This feature requires StarTree release 0.14.0 or later, and must be enabled on demand — contact StarTree support to activate it.
Common issues when onboarding and querying External Tables, grouped by symptom. Each entry lists the likely cause and the fix. If an issue isn’t covered here, reach out to StarTree support.
Onboarding
Onboarding fails with a region error
Symptom: Validation or preview fails with an AWS region error, often after entering the bucket path.

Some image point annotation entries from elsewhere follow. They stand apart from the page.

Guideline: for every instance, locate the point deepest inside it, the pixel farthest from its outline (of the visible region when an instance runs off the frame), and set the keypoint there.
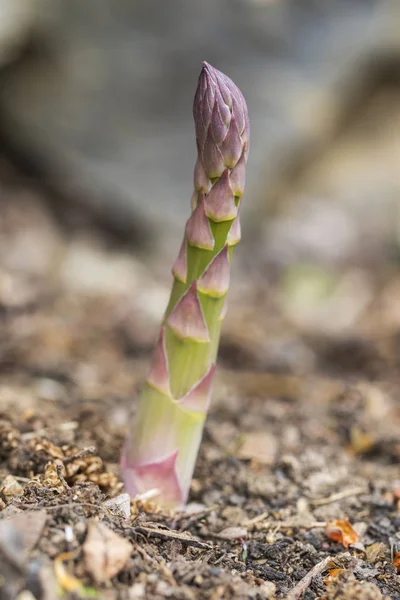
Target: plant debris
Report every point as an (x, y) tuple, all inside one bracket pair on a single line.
[(279, 464)]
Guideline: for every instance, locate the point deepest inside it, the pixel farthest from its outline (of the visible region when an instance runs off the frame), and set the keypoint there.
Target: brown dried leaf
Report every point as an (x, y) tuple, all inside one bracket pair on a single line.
[(232, 533), (375, 552), (65, 580), (259, 446), (341, 531), (105, 552), (334, 574)]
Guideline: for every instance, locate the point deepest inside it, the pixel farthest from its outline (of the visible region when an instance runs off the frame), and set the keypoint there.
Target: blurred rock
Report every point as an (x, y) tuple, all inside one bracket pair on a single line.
[(101, 103), (18, 20)]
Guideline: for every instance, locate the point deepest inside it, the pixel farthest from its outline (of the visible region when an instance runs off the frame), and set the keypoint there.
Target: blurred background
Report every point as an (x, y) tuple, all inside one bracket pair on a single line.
[(97, 151)]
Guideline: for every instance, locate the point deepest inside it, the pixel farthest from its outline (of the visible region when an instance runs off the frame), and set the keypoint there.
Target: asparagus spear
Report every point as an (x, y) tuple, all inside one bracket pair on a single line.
[(163, 441)]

Cause: The AWS region isn’t set, or the bucket field contains an s3://... URL or a trailing slash.
Fix:
- Enter the bucket name only in the bucket field — not
s3://bucket/....
- Remove any trailing
/ from the prefix.
- Set the AWS region in the connection config (
catalog.s3.region / the tier region). When the region is in config, the AWS_REGION environment variable is only a fallback and isn’t required.

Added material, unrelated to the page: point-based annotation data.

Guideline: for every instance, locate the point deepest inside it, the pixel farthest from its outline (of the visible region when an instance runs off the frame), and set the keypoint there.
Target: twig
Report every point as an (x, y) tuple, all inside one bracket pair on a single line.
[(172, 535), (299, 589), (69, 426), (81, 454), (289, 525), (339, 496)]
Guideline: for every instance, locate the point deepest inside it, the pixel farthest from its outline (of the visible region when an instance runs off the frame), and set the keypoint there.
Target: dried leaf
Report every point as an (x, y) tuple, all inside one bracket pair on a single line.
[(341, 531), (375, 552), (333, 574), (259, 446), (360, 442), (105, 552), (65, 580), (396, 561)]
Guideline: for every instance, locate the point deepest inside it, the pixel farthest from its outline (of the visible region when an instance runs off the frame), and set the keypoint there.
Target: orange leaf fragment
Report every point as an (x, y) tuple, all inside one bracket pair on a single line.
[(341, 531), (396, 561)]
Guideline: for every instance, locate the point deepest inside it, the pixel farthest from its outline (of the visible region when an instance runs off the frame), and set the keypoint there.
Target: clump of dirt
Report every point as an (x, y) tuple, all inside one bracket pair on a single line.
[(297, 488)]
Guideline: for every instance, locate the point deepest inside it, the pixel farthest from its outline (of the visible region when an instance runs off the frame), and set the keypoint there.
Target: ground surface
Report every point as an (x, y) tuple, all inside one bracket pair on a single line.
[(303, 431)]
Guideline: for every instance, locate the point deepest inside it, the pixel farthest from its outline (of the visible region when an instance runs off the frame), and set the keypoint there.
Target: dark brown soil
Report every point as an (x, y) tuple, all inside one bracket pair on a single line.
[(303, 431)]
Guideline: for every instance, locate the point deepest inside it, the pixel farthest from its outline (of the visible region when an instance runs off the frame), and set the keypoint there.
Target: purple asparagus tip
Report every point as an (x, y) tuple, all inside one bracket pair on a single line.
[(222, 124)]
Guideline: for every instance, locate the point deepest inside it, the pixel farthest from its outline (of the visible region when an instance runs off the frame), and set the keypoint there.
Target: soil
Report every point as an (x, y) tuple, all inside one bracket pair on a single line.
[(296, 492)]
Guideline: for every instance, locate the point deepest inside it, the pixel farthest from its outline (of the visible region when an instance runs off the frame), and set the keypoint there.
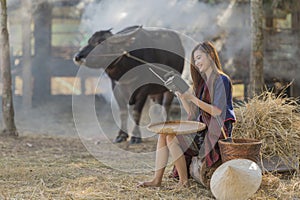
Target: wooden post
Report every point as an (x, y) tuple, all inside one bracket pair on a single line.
[(42, 52), (296, 30), (7, 97), (26, 52), (256, 58)]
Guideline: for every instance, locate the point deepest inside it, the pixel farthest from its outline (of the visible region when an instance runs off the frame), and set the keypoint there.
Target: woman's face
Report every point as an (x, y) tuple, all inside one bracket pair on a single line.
[(201, 61)]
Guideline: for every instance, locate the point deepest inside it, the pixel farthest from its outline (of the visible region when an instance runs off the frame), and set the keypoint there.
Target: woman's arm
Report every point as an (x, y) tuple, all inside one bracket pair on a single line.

Access Denied (HTTP 403) when creating the table
Symptom:
software.amazon.awssdk.services.s3.model.AccessDeniedException: Access Denied
(Service: S3, Status Code: 403, ...)
Cause: The cluster cannot read the source bucket. Credentials valid elsewhere are not necessarily the ones the cluster uses.
Fix:
- Confirm whatever the table uses for access — an assumed IAM role (
roleArn/externalId), the cluster’s node IAM role, or static access keys — has s3:GetObject and s3:ListBucket on the source bucket and prefix.
- Verify from inside the cluster (e.g. a debug pod):
aws s3 ls s3://<bucket>/<prefix>/
- If listing fails there, fix the bucket policy / role before retrying onboarding.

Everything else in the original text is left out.